People sometimes refer to these movements as Aniconism, which is the lack of material symbols of the natural as well as the supernatural world. This movement was particularly prevalent in religions where there is a belief in one God. The lack of representation may extend from the higher power to anything else that exists, including humans and animals. This belief comes from religious traditions, and thus the use of any representation gets termed as taboo and is therefore not allowed.
Where this movement is in place and works alongside the destruction of anything taboo, it gets referred to as Iconoclasm, which is a Greek word relating to the non-acceptance of images.

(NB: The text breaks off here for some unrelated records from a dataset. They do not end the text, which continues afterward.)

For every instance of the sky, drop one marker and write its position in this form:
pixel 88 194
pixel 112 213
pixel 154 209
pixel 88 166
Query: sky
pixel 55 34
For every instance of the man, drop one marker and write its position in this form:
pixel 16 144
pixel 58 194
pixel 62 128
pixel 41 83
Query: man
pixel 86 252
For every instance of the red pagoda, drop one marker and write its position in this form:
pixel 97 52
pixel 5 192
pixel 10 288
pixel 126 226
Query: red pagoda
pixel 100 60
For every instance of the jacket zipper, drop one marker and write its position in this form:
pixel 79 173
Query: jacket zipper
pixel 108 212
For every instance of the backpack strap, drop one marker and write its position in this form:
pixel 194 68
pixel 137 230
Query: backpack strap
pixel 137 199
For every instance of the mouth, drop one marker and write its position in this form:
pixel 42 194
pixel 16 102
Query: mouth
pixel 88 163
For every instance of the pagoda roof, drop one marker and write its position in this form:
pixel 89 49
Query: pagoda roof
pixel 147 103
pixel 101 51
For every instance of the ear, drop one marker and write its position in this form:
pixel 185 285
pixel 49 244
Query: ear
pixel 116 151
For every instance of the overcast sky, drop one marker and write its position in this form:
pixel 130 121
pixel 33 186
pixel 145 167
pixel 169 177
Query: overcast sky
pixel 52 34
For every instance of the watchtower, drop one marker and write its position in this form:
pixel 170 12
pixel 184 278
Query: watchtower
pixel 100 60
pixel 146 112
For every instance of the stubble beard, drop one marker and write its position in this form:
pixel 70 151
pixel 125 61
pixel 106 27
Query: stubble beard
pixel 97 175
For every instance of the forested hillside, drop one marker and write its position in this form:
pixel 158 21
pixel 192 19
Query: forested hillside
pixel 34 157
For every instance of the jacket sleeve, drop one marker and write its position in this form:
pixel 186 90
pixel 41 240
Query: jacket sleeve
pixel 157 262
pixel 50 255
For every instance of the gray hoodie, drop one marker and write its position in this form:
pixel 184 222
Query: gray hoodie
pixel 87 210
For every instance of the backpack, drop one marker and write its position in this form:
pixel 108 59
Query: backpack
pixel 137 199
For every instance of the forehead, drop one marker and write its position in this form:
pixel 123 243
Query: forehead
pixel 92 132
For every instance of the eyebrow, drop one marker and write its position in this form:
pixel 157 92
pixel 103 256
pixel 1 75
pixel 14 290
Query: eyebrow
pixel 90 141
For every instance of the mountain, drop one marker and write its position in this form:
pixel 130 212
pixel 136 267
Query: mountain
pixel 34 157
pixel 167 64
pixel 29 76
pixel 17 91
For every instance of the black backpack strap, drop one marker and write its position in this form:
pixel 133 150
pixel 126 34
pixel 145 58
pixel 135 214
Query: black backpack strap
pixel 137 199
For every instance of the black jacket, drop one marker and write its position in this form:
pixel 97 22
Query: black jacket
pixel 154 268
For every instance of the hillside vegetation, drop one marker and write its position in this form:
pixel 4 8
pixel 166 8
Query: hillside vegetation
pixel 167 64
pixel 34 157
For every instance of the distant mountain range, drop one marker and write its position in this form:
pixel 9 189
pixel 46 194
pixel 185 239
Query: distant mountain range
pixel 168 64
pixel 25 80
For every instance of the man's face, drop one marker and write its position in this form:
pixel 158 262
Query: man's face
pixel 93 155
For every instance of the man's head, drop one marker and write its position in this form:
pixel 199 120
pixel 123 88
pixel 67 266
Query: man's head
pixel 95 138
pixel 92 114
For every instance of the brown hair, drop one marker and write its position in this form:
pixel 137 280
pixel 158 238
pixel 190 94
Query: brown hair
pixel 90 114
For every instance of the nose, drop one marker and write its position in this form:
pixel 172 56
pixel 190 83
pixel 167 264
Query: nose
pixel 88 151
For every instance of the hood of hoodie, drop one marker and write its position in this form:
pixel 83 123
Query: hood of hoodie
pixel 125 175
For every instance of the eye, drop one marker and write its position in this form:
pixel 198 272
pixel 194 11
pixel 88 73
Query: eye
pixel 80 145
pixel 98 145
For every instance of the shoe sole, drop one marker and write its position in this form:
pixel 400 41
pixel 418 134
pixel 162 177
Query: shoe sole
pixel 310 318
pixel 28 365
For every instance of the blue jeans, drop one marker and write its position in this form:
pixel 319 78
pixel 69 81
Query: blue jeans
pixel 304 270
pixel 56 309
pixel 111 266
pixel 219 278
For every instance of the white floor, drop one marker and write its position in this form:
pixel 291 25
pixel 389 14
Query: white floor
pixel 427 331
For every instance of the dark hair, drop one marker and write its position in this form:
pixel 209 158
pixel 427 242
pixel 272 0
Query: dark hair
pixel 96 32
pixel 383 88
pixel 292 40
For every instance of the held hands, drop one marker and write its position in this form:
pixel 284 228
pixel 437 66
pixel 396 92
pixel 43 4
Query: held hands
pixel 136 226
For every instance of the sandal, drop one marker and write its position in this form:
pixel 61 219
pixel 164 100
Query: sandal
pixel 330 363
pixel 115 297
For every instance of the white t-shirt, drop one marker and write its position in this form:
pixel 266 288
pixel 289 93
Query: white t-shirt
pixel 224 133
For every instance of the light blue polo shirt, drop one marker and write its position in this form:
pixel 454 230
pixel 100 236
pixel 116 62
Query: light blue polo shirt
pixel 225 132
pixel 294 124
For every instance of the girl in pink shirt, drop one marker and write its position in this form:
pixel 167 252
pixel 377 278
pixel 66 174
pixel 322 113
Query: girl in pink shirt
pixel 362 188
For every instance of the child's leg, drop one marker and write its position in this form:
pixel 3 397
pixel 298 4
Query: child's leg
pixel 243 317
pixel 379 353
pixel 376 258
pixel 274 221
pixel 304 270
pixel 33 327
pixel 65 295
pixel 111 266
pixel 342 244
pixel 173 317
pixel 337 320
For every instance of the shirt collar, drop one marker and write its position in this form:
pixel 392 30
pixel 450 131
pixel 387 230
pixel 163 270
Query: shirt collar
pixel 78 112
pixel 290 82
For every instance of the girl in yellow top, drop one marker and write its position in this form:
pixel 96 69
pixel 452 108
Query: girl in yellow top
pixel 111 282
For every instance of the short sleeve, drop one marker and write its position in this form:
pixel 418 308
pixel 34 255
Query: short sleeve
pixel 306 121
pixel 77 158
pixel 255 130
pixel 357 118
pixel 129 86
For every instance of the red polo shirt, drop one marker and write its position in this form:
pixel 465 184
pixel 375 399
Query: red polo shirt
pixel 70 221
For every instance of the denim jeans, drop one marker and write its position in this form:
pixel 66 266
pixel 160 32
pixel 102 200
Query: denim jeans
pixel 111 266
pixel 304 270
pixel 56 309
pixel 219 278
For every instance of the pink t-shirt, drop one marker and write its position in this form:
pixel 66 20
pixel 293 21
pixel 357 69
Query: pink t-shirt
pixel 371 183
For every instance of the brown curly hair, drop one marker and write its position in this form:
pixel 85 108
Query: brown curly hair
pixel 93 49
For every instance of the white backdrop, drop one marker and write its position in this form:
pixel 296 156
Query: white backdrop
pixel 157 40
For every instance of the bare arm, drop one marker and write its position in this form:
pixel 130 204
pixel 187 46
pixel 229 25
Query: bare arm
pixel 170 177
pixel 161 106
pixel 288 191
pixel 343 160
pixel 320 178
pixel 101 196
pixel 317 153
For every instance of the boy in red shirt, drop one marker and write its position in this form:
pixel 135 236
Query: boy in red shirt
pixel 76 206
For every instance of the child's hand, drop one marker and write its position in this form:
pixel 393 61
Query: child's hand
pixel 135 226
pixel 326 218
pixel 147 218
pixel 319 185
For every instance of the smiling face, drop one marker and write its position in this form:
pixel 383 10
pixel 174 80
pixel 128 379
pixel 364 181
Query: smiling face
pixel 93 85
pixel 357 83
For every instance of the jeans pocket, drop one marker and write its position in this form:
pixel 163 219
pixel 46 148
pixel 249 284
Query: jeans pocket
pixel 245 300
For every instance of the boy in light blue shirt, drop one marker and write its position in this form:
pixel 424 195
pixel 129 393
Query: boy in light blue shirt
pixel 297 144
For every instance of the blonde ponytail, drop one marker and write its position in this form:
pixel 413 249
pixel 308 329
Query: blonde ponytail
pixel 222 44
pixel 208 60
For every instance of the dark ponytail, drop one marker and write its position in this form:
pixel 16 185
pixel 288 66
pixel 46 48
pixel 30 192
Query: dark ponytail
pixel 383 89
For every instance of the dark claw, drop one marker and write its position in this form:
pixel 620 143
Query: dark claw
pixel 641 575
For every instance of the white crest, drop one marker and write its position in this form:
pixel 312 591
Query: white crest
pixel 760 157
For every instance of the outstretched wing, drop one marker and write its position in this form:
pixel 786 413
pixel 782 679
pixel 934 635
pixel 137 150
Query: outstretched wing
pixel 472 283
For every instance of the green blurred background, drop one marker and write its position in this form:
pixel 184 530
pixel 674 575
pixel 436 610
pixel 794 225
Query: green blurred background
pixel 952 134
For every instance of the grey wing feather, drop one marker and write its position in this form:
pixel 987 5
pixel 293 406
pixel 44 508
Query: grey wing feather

In religions where there is a belief in one God, the use of sculptures was not allowed. According to the historical contexts, using figures competed with the unique status which God held in the religion. Thus, the enforcers had to ensure that critical humans, as well as pagan idols, did not compete with God for the status. The worship of idols was a threat to the monotheist nature of the religions and enforcers, who included missionaries and prophets, fought the existence of sculptures by banishing their use. Their beliefs were in line with what led to the banishing of humans from the Heavens when they attempted to build the tower of Babel, and that humans did not have the same powers of creation as God, and as such the use of sculptures was wrong.
Buddhists avoided the use of sculptures in representing the Buddha. Thus, they opted to have symbols of an empty throne, his footprints, a Bodhi tree, and a prayer wheel. Though their representations often featured human beings, they would not have anything to symbolize the Buddha. This movement was in line with the wishes of the Buddha, where he discouraged the use of symbols following the extinction of his body. However, this later came to change, and many people think that it is as a result of the Greco-Buddhist interactions. Towards the end of the twentieth century, an art historian came out to challenge the theories behind the beliefs. It continues to be a debate to date.
It is important to note that the Qur’an does not get into whether human figures are acceptable, but it prohibits the worship of idols. There is a dependance of the materials used. In many fundamentalist Sunni sects, you will find that there is a move towards non-acceptance of sculptures. However, in liberal factions, the way a person approaches the use of statues will depend on how much one is knowledgeable as to the Hadith. Normative Islam is widely aniconic as you will note that there is a deprivation of images relating to God.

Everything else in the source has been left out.